Fachkräftemangel im Gesundheitswesen: Von Symptombekämpfung zu systemischen Lösungen
- Andreas Hieger

- 3. Juni
- 2 Min. Lesezeit
Der Fachkräftemangel im Gesundheitswesen ist längst keine Schlagzeile mehr, sondern Realität im Alltag. Stationen müssen Betten sperren, Pflegekräfte arbeiten am Limit, Ärzt:innen jonglieren mit Überstunden. Viele Organisationen reagieren mit teuren Recruiting-Kampagnen – doch diese greifen oft zu kurz. Statt nur Symptome zu bekämpfen, braucht es systemische Lösungen, die an der Wurzel ansetzen.

Der Status quo: Ein strukturelles Problem
Ob in der Pflege, in der ärztlichen Versorgung oder bei therapeutischen Berufen – der Fachkräftemangel ist europaweit spürbar. Prognosen zeigen, dass in Österreich bis 2030 rund 70.000 Pflegekräfte fehlen werden. Ähnliche Entwicklungen sind auch in anderen Gesundheitsberufen zu beobachten.
Die Gründe sind vielfältig: eine alternde Gesellschaft, steigende Anforderungen an die Versorgung, gleichzeitig hohe Ausstiegsquoten und Nachwuchsengpässe. Viele Einrichtungen befinden sich in einem Teufelskreis: Mehr Belastung führt zu mehr Ausfällen und Kündigungen – was wiederum die verbleibenden Mitarbeitenden noch stärker unter Druck setzt.
Warum Recruiting-Kampagnen nicht ausreichen
Die Standardantwort auf den Mangel lautet oft: mehr Personal gewinnen. Plakate, Imagekampagnen oder internationale Anwerbung sollen den Bedarf decken. Doch das greift zu kurz:
Hohe Fluktuation: Viele neue Mitarbeitende verlassen das System schnell wieder, wenn sie die tatsächlichen Arbeitsbedingungen erleben.
Kostenfalle: Recruiting ist teuer – und ineffizient, wenn die Strukturen unverändert bleiben.
Employer Branding ohne Substanz: Ein gutes Image nach außen nützt wenig, wenn innen Überlastung und Unzufriedenheit herrschen.
Das Fazit: Recruiting ist wichtig, aber ohne strukturelle Veränderungen bleibt es Flickwerk.
Systemische Lösungen: An der Wurzel ansetzen
1. Arbeitsorganisation neu denken
Effizienz darf nicht auf Kosten der Menschlichkeit gehen. Lean-Healthcare-Ansätze helfen, Prozesse zu verschlanken, Verschwendung zu reduzieren und Ressourcen besser einzusetzen. Das schafft nicht nur wirtschaftliche Vorteile, sondern entlastet Mitarbeitende spürbar.

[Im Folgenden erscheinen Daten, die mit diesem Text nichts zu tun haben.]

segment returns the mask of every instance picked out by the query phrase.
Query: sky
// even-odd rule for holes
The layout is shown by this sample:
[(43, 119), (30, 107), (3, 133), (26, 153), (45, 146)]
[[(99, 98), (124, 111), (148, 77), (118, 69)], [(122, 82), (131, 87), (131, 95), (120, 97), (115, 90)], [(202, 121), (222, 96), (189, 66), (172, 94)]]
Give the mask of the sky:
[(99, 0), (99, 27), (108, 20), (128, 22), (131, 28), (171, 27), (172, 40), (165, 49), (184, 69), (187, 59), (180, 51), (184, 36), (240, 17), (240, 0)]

2. Führung und Teamkultur stärken
Führungskräfte sind Schlüsselpersonen im Gesundheitswesen. Sie prägen, ob Teams unter Druck zerbrechen oder gemeinsam wachsen. Investitionen in Führungskräfteentwicklung, Konfliktmanagement und Resilienz sind daher entscheidend. Eine Kultur, die auf Wertschätzung und Kooperation basiert, bindet Fachkräfte nachhaltig.
3. Mitarbeitererlebnis gestalten
Fachkräfte wollen mehr als ein Gehalt: Sie suchen Sinn, Entwicklung und gute Rahmenbedingungen. Maßnahmen wie flexible Arbeitszeitmodelle, partizipative Entscheidungsprozesse oder gezielte Mitarbeiterbeteiligung wirken sich direkt auf Motivation und Bindung aus.
4. Psychische Belastungen ernst nehmen
Gesundheitseinrichtungen sind verpflichtet, psychische Belastungen zu evaluieren. Richtig umgesetzt, ist dies keine Pflichtübung, sondern eine strategische Chance: Belastungen reduzieren, Ressourcen stärken und damit die Attraktivität als Arbeitgeber erhöhen.
Best Practices und Beispiele
Spitäler mit Lean-Ansätzen konnten Durchlaufzeiten im OP um 20–30 % reduzieren – ohne Qualitätseinbußen, aber mit messbarer Entlastung für Mitarbeitende.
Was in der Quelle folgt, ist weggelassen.